Sono passati 81
anni dal giorno dalla data che accomuna tutte le regioni d'Italia nel ricordo
della Liberazione dal nazifascismo e della contestuale fine della seconda
guerra mondiale.
In realtà tali
avvenimenti non si sono verificati tutti nello stesso giorno e negli stessi
luoghi. Mentre Milano celebrava gioiosamente la definitiva caduta della dittatura,
nelle zone dell'attuale confine tra Italia e Slovenia si sperimentavano ancora
massacri di civili, a opera delle truppe degli sconfitti in ritirata. Nelle
giornate di fine aprile e inizio maggio si ricordano molti di questi efferati eccidi,
con decine di donne, uomini inermi e bambini, 51 uccisi ad Avasinis il 2 maggio
1945, 38 a Terzo d'Aquileia e Cervignano tra il 28 e il 29 aprile, sul Collio
sloveno e in molte altre località. Da ricordare anche le vittime delle stragi
dei cetnici in ritirata, tra esse si segnala a Podnanos l'uccisione senza pietà
di Božena Premrl, 19 anni, il 30 aprile 1945. Era sorella del partigiano
Janko-Vojko, ucciso in combattimento due anni prima, di altri due fratelli e di
Radislava (Rada) Premrl, compagna di vita dello scrittore Boris Pahor. Parecchi
partigiani del fronte di Liberazione sono rimasti uccisi all’inizio di maggio,
prima dell’entrata in Gorizia. Non si parla molto di loro, sono ricordati in
una lapide vicino alla piazza dell’abitato di Šempeter pri Gorici.

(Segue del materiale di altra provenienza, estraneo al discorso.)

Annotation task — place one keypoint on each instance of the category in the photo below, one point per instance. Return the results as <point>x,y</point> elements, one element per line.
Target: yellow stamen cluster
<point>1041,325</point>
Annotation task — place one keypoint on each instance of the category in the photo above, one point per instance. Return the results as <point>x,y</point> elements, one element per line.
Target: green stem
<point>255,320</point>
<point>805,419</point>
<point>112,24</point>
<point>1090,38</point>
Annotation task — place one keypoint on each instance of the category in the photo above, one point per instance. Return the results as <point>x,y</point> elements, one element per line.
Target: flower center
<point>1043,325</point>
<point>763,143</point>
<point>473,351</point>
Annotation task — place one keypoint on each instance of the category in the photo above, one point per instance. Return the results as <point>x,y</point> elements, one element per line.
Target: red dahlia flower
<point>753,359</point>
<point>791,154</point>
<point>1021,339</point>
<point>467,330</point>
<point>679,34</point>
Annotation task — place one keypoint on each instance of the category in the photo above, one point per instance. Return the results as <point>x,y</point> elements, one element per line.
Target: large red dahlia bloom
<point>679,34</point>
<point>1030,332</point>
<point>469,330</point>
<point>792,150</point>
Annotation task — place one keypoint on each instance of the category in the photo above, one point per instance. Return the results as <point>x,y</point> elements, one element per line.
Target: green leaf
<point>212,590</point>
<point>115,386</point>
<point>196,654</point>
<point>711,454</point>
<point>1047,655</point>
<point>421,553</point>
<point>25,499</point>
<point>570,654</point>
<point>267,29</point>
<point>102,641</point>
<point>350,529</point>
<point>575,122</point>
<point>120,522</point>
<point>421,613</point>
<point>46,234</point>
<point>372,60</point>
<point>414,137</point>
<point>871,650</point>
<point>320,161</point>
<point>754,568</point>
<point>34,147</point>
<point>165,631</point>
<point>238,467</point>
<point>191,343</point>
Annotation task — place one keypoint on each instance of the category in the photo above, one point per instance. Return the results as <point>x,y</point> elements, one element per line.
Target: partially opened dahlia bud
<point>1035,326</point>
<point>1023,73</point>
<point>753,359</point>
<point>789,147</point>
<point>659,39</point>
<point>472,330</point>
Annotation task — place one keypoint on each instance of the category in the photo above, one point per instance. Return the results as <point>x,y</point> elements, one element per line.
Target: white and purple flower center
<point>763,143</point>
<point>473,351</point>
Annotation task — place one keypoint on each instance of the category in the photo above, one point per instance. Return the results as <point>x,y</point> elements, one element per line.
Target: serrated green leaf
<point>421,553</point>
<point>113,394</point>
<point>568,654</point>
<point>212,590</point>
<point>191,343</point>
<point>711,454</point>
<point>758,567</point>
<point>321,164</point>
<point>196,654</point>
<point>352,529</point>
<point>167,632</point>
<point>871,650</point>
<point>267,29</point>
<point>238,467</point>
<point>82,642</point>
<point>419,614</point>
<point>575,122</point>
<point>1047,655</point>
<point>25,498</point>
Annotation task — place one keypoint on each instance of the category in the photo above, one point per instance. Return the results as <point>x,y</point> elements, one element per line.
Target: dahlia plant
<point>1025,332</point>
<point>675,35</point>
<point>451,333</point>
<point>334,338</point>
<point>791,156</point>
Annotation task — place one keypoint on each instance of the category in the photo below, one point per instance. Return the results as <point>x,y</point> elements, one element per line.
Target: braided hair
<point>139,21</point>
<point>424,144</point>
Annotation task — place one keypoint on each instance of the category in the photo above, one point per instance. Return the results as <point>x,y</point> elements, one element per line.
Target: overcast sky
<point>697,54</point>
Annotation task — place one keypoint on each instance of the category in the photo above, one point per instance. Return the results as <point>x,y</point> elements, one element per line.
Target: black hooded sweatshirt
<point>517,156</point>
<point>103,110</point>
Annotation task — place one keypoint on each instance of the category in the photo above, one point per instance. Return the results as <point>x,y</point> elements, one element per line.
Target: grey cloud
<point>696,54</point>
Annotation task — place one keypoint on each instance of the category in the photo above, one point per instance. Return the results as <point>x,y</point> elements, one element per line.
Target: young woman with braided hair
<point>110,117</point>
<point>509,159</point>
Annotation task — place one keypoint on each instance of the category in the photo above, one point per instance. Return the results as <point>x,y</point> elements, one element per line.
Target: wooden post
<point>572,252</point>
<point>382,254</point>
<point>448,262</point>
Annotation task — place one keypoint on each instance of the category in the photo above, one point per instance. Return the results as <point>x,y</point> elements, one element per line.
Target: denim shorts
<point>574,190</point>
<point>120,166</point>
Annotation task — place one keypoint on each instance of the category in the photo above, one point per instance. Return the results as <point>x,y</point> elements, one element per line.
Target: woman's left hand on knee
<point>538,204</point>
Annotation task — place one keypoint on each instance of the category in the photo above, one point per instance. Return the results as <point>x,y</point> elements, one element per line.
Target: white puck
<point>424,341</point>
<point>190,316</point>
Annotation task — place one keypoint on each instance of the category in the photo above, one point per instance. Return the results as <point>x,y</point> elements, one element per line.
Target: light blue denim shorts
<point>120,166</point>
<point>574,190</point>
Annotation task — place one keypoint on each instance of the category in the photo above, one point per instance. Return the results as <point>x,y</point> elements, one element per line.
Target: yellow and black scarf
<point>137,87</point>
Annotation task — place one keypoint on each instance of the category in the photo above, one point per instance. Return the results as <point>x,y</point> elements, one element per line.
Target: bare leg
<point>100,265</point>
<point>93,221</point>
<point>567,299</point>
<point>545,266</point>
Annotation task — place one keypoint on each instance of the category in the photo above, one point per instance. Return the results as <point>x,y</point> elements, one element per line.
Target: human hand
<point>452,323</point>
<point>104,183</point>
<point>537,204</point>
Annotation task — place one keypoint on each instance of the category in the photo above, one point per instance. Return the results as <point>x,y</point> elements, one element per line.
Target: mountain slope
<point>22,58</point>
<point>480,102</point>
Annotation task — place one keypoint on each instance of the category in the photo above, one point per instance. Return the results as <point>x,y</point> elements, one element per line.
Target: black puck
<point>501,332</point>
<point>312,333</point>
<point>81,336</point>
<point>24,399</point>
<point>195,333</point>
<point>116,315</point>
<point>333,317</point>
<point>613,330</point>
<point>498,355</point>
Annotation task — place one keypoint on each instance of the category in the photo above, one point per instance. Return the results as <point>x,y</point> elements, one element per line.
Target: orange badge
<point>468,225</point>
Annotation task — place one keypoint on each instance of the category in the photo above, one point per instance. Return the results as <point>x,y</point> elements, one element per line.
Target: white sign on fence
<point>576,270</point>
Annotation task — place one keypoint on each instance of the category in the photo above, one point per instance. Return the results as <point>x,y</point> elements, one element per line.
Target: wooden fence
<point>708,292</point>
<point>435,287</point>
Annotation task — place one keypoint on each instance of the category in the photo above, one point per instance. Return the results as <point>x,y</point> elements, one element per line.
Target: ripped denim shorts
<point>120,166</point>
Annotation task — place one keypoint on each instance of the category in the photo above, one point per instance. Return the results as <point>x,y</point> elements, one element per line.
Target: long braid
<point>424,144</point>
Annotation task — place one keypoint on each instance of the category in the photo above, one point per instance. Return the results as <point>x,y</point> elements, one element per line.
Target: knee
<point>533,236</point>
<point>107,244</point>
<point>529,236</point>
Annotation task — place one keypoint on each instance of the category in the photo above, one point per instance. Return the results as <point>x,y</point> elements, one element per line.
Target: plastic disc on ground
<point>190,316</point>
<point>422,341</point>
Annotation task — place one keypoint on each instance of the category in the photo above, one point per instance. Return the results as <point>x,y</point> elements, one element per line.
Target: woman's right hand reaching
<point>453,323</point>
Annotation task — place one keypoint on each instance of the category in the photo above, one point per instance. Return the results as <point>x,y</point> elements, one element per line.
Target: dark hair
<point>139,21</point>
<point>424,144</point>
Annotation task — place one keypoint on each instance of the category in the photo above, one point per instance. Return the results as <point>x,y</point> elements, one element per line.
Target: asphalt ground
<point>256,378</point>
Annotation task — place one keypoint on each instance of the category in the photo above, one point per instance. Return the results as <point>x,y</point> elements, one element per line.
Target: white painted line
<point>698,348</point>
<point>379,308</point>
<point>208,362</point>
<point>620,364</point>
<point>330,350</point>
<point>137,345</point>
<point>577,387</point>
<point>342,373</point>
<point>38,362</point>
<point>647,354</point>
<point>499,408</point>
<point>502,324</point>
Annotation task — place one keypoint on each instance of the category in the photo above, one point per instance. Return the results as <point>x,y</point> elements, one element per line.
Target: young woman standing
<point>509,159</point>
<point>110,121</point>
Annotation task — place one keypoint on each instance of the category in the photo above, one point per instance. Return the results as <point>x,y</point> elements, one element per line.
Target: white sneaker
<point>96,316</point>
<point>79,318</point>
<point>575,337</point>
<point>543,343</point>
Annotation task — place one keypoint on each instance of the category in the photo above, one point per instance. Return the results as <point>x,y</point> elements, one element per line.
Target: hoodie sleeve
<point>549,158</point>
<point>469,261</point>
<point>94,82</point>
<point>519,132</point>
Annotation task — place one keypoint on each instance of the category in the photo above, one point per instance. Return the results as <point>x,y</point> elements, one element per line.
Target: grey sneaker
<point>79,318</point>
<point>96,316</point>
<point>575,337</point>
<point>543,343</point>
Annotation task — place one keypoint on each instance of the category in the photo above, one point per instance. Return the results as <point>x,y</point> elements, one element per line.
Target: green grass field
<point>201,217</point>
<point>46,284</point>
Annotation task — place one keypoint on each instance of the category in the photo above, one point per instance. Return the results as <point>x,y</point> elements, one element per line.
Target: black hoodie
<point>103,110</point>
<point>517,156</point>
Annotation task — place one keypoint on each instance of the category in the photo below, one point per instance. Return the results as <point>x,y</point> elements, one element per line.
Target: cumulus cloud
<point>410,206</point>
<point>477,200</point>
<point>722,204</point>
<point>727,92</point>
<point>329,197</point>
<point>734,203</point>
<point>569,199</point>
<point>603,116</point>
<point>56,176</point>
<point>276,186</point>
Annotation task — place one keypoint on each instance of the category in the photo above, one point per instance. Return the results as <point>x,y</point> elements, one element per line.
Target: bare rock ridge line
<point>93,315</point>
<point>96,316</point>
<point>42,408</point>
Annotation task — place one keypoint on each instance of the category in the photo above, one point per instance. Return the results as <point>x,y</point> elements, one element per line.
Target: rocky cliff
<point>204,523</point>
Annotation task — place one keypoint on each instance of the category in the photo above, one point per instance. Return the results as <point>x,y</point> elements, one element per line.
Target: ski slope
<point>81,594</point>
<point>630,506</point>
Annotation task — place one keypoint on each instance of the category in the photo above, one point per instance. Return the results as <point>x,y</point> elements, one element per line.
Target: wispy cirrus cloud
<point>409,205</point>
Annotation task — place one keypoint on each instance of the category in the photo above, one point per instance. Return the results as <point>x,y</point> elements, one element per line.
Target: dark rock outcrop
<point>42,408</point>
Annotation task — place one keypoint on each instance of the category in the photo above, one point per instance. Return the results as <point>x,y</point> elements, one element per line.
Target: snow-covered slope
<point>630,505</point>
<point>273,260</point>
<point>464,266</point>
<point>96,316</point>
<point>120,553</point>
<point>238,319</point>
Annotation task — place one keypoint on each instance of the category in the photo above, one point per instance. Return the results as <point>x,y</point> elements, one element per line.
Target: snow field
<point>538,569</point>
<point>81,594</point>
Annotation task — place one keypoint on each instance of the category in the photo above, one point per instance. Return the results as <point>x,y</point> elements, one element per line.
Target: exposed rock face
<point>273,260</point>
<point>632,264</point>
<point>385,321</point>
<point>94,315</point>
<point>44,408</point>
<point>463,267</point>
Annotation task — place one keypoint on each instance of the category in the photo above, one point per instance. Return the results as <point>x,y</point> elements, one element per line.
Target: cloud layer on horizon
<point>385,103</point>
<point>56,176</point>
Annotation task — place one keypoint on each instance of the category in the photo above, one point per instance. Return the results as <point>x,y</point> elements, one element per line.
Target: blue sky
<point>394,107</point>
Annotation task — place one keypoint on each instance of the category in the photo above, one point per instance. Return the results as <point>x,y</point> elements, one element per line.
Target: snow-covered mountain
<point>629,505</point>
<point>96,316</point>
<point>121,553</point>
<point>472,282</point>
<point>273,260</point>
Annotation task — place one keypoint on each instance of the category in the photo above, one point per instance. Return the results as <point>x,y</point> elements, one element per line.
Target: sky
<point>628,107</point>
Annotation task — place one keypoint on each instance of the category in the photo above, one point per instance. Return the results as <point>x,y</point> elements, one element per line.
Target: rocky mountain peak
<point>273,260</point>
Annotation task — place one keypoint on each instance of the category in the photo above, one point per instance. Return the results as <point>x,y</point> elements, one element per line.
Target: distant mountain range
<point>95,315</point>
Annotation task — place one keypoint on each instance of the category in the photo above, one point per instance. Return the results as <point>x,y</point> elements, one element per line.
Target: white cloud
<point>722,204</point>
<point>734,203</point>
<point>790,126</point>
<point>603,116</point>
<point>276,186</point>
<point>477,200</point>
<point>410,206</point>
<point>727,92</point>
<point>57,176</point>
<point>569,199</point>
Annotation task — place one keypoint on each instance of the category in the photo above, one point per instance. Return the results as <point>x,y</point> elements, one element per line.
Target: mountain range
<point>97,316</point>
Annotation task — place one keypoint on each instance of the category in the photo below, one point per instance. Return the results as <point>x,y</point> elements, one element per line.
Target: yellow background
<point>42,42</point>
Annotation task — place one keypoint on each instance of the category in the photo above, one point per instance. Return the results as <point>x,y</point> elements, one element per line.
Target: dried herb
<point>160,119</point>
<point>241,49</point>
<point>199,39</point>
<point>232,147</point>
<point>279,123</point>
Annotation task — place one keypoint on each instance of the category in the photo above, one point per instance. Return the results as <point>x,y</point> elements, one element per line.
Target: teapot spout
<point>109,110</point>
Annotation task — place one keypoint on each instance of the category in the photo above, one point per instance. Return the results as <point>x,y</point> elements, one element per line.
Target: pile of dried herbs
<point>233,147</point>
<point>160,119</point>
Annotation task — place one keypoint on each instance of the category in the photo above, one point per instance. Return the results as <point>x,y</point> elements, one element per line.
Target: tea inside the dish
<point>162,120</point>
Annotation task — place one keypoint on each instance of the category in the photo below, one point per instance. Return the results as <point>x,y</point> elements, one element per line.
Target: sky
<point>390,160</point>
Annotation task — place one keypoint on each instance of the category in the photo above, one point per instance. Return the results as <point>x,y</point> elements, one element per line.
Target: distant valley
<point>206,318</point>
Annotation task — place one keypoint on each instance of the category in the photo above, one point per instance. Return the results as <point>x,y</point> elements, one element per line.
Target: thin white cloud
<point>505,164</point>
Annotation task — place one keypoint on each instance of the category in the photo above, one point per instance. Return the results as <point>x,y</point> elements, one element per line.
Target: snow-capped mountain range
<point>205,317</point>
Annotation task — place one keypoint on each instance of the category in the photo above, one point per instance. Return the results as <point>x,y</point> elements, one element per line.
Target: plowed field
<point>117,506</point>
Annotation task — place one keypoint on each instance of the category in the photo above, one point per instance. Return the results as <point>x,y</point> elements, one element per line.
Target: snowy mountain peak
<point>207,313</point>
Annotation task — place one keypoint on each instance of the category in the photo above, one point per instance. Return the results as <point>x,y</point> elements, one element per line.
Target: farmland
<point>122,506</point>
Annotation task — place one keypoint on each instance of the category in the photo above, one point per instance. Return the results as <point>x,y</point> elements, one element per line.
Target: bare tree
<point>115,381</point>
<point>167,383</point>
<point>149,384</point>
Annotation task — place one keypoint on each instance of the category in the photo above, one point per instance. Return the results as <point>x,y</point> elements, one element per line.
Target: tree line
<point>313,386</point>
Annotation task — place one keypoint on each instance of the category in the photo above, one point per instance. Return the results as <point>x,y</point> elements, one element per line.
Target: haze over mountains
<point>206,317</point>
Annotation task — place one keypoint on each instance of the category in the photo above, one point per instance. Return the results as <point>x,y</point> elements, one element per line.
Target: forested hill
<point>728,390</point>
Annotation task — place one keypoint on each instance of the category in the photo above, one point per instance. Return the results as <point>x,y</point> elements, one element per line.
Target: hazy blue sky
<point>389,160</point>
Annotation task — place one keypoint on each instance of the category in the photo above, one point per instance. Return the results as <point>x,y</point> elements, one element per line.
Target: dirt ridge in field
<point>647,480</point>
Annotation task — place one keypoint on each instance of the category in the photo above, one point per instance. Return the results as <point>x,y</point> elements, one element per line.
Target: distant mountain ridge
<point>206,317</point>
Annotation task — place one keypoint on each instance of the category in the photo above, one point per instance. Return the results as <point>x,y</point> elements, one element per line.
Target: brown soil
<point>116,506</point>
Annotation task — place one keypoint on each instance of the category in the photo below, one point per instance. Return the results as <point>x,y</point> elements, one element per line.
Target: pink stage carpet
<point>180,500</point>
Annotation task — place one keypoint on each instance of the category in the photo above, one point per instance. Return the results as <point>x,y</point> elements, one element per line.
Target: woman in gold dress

Il 25 aprile, nel ricordo dell’insurrezione di Milano e
della grottesca fuga del duce e dei suoi camerati, è la data simbolica che
raccoglie in sé tutte le memorie, comprese quelle degli eventi che hanno
caratterizzato il mese di maggio nella Venezia Giulia, ultimo capitolo della
guerra voluta e scatenata da Hitler e Mussolini. La guerra, i campi di
sterminio, i bombardamenti a tappeto, gli stessi eventi del maggio goriziano e
triestino, le bombe atomiche su Hiroshima e Nagasaki, non sono state catastrofi
naturali, ma l’esito diretto della guerra voluta e scatenata da Hitler e
Mussolini. La responsabilità tuttavia non deve essere solo attribuita ai due dittatori,
ma anche a coloro che li hanno sostenuti e acclamati, come anche ai tanti che
hanno preferito il silenzio alla ribellione.
Per questo la celebrazione del 25 aprile riguarda proprio
tutti, nessuno escluso. Non deve essere dimenticata o ridotta a una stanca
formalità. Occorre valorizzare i tanti che hanno preferito rischiare e spesso
perdere la vita piuttosto che assoggettarsi alle sistematiche violenze. Tra essi,
come dimenticare le tremende prove degli sloveni della Primorska e delle Valli
del Natisone, costretti a subire per due decenni le angherie dei fascisti ben
prima dello scoppio del conflitto planetario? Come non ricordare gli “Junaki”
di Basovica, i membri del TIGR, gli intellettuali resistenti e per questo
perseguitati ed esiliati, i preti difensori del popolo, rappresentati simbolicamente
dal ritratto che France Bevk ha lasciato del Kaplan Martin Čedermac? Perché non pensare anche a loro, nel
proporre che la guerra di liberazione jugoslava – ospedali, tipografie, scuole
nascoste tra i boschi e tanto altro - venga riconosciuta patrimonio UNESCO?
Buon 25 aprile
allora, con l'augurio che, coi tempi che corrono, la memoria porti ovunque una
ventata di desiderio di giustizia, pace, antifascismo e autentica libertà.